A sign post tells us that this past decade the Eiger Glacier, retreated more than 300 meters in just five years. The post marks one point along Climate path C (see the Scavenger Hunt post too), one of seven hikes for which climatic information has been recorded and posted in the field and online. The Climate Guide is one way in which the Jungfrau Region (Grindelwald and nearby towns) is meeting its climate pledge, to raise awareness, reduce carbon emissions through voluntary actions, and broadcast such efforts at regional and international scales.

The commitment of these small municipalities reminds me of the resolution passed by my current home town of Boulder, Colorado, in 2002 to meet the greenhouse gas reduction targets outlined in the Kyoto Protocal. In 2006, Boulder then created a Climate Action Plan to achieve these reductions. One big difference, however, is the magnitude of required reductions. The Jungfrau Region aims to reduce CO2 (carbon dioxide) emissions by 5,000 tons per year. In contrast, to meet the Kyoto targets (7 percent reduction below 1990 emissions levels), Boulder must eliminate more than 400,000 tons of CO2 by 2012 (based on 2007 emissions).That’s more like 80,000 tons per year!

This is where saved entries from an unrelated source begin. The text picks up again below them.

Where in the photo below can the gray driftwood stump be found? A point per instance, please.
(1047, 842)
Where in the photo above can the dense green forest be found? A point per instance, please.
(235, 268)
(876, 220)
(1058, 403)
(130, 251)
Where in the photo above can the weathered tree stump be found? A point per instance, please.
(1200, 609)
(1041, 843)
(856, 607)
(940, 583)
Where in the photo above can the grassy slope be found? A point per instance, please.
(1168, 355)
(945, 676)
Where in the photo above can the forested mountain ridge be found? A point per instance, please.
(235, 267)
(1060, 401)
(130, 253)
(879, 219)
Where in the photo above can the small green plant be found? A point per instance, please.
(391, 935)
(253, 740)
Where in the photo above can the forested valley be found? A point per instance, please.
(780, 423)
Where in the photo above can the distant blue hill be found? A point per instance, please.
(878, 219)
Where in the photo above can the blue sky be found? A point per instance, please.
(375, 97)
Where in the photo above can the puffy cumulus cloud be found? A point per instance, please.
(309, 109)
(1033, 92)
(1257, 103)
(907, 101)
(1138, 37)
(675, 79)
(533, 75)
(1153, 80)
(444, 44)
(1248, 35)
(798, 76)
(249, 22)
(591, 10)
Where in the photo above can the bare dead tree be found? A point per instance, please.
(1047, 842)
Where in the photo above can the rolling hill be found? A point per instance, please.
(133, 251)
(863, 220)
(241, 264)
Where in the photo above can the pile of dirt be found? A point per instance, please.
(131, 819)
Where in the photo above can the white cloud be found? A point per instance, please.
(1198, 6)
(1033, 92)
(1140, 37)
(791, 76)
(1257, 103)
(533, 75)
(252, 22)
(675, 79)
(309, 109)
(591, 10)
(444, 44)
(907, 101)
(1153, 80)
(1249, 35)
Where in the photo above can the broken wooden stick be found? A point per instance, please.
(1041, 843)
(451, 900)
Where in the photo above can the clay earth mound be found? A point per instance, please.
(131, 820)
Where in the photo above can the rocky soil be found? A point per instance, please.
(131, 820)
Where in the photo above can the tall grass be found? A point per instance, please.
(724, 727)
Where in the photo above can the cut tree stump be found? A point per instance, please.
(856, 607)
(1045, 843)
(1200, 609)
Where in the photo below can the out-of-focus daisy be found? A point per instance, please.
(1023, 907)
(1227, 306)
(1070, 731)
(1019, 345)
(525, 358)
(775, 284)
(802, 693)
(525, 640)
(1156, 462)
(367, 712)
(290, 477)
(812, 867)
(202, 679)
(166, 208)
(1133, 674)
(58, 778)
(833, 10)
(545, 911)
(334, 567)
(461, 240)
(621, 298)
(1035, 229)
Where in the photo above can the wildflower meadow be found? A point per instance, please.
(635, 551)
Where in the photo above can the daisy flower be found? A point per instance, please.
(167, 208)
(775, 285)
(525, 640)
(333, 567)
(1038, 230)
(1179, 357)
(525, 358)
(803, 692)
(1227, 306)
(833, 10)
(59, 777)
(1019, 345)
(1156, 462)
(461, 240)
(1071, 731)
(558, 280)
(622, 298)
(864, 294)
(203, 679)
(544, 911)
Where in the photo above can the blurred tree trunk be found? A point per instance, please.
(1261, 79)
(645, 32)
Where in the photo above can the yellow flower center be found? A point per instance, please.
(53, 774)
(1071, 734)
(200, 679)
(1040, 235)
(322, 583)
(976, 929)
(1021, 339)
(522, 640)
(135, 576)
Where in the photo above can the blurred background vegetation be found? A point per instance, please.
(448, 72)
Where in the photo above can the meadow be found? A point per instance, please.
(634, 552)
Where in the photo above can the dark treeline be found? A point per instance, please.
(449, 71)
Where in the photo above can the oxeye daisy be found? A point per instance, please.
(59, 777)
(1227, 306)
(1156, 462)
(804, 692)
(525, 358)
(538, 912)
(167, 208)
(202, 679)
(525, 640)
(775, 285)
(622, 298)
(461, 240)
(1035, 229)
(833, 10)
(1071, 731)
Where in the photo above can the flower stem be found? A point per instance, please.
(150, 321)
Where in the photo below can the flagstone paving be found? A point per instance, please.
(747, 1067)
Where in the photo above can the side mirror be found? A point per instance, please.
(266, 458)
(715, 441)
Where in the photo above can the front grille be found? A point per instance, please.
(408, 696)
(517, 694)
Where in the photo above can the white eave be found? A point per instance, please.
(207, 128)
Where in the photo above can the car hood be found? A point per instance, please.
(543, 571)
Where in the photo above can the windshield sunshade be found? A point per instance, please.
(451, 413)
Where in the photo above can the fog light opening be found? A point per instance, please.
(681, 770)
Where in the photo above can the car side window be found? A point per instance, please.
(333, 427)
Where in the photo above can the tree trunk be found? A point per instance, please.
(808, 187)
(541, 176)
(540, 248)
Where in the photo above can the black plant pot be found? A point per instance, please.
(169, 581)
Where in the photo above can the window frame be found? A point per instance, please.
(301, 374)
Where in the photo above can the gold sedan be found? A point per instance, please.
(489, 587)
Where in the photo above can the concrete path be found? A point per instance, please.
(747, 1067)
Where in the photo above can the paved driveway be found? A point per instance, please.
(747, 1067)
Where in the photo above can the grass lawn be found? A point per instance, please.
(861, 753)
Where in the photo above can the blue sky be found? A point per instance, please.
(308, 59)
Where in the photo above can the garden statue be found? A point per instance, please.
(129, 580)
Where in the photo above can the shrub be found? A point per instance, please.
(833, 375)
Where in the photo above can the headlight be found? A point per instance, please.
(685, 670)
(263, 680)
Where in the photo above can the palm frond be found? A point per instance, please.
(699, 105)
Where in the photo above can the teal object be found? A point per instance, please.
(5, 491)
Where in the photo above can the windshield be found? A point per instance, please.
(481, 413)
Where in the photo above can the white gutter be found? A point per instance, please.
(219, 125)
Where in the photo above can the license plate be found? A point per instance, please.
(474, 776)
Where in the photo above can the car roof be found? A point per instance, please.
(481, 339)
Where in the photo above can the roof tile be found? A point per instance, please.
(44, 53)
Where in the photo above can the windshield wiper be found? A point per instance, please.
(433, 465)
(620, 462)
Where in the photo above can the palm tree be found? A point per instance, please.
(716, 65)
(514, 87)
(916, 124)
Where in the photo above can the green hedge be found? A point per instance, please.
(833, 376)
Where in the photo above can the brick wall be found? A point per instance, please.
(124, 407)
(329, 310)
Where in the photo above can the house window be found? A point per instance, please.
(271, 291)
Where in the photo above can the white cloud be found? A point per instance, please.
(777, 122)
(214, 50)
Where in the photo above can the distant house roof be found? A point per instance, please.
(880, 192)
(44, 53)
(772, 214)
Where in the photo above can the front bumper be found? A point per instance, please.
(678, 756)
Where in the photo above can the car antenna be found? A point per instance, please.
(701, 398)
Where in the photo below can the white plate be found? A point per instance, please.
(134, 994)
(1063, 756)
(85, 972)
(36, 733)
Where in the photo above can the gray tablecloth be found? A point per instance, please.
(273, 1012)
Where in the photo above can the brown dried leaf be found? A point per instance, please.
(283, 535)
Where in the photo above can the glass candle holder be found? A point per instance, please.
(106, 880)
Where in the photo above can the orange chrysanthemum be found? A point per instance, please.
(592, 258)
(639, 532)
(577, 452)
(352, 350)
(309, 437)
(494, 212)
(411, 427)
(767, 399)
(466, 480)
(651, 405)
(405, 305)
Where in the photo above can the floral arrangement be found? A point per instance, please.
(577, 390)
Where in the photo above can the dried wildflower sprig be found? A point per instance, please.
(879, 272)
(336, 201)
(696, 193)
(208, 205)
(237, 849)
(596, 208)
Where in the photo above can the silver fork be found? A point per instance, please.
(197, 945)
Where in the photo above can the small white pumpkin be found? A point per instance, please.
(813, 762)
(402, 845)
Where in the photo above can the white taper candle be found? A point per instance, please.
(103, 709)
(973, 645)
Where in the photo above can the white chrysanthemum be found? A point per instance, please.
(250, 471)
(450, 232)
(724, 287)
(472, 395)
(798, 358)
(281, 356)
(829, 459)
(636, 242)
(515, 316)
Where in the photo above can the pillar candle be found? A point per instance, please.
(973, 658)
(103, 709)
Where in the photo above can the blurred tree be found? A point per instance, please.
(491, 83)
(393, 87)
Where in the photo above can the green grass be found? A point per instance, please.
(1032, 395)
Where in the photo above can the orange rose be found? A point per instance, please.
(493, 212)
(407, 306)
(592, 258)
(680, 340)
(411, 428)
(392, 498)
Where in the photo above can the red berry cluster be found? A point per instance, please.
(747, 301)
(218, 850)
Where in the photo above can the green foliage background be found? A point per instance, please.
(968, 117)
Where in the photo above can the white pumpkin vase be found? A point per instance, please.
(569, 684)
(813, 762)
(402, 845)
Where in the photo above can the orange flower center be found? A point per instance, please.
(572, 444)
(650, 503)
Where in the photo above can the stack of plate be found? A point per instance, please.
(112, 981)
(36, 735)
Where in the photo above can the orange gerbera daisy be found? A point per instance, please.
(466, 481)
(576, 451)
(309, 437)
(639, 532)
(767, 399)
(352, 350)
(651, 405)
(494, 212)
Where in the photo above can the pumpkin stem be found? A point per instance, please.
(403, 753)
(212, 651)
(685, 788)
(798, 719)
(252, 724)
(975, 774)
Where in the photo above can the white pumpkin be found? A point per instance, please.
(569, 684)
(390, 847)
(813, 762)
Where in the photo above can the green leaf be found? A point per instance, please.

Notably, both locales hope to achieve their targets largely through voluntary measures. Will this work? I can’t say for sure. But I was quite pleased to find that my hotel in Wengen (the Baeren) has been participating in a group of more than 30 hotels from the region to voluntarily reduce carbon emissions since 2001. What’s in it for them, I asked the hotel owner? Only in the last year or so, a small tax break, which hardly offsets the costs of retrofitting the establishment. The real motivation, he claimed, was feeling he was doing the right thing for the community and environment.